Considered Africa’s premier musicologist, he was widely acknowledged as the most published and best known authority on African music and aesthetics in the world, with more than 200 publications and 80 musical compositions to his credit.
The, innovator of 6/8 time signature for African rhythm, was born on June 22, 1921, in the Ashanti Region Town of Mampong.
He received his education in prestigious institutions across the world, including the University of London, Birkbeck College, the Trinity School of Music and the famous Julliard School, where he studied Musicology and Composition.
He was a professor of music at UCLA and the University of Pittsburgh in the United States of America. He also lectured there at Harvard University, Stanford as well as the China Conservatory of Music in Beijing. He was also an emeritus professor at the University of Ghana.
Prof.

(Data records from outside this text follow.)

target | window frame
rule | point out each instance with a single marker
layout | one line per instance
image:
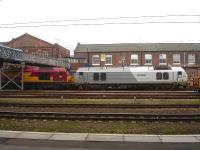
(134, 58)
(160, 75)
(95, 57)
(148, 59)
(176, 62)
(165, 74)
(162, 58)
(108, 56)
(96, 76)
(191, 63)
(103, 76)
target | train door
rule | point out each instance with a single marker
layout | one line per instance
(179, 75)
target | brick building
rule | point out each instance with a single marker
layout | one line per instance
(35, 46)
(186, 55)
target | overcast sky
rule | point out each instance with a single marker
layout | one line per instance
(76, 29)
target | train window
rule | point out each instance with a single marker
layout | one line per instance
(103, 76)
(179, 73)
(80, 73)
(44, 76)
(159, 76)
(165, 76)
(96, 76)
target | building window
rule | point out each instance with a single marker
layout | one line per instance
(159, 76)
(148, 59)
(45, 54)
(191, 58)
(166, 76)
(176, 58)
(108, 60)
(95, 60)
(134, 59)
(103, 76)
(162, 58)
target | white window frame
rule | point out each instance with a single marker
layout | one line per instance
(176, 58)
(191, 59)
(45, 54)
(162, 59)
(148, 57)
(134, 59)
(95, 57)
(110, 61)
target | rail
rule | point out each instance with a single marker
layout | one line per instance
(101, 95)
(137, 106)
(101, 116)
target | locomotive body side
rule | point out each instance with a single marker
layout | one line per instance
(131, 76)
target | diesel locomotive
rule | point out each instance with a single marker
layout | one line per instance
(103, 78)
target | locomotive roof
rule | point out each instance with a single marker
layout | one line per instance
(44, 69)
(14, 49)
(124, 69)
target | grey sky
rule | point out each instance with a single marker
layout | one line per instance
(22, 11)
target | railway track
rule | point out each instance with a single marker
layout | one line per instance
(102, 94)
(101, 116)
(136, 106)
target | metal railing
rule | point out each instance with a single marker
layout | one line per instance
(37, 59)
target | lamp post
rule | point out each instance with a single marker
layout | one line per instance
(22, 81)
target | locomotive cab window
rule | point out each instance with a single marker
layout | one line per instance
(96, 76)
(103, 76)
(80, 74)
(159, 76)
(165, 76)
(44, 76)
(179, 73)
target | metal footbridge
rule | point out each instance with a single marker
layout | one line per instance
(17, 56)
(8, 54)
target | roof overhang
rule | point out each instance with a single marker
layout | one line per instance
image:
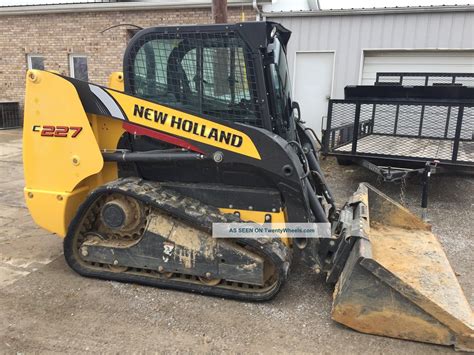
(371, 11)
(116, 6)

Nketia’s concept and interpretation of African rhythm is deemed influential in academia and performance around the world.
“His innovation of 6/8 time was widely used by scholars to transcribe African music, whereas composers active in the country almost exclusively write in this time signature,” according to experts in his field.
He received several awards, including the Companion of the Order of the Star of Ghana, the Grand Medal of the Government of Ghana (Civil Division) and the IMC-UNESCO Prize for Distinguished Service to Music.
The Nketia Music Foundation was established in 2009, “to promote the conservation and development of Ghana’s Creative Legacy in contemporary contexts, and the use of his works and that of other composers for the development and growth of music and culture”.
Some of his works are Volta Fantasy, Voice of the Forest, Acadia and Adams Kontron.
His outstanding stature and influence was highly esteemed across generations.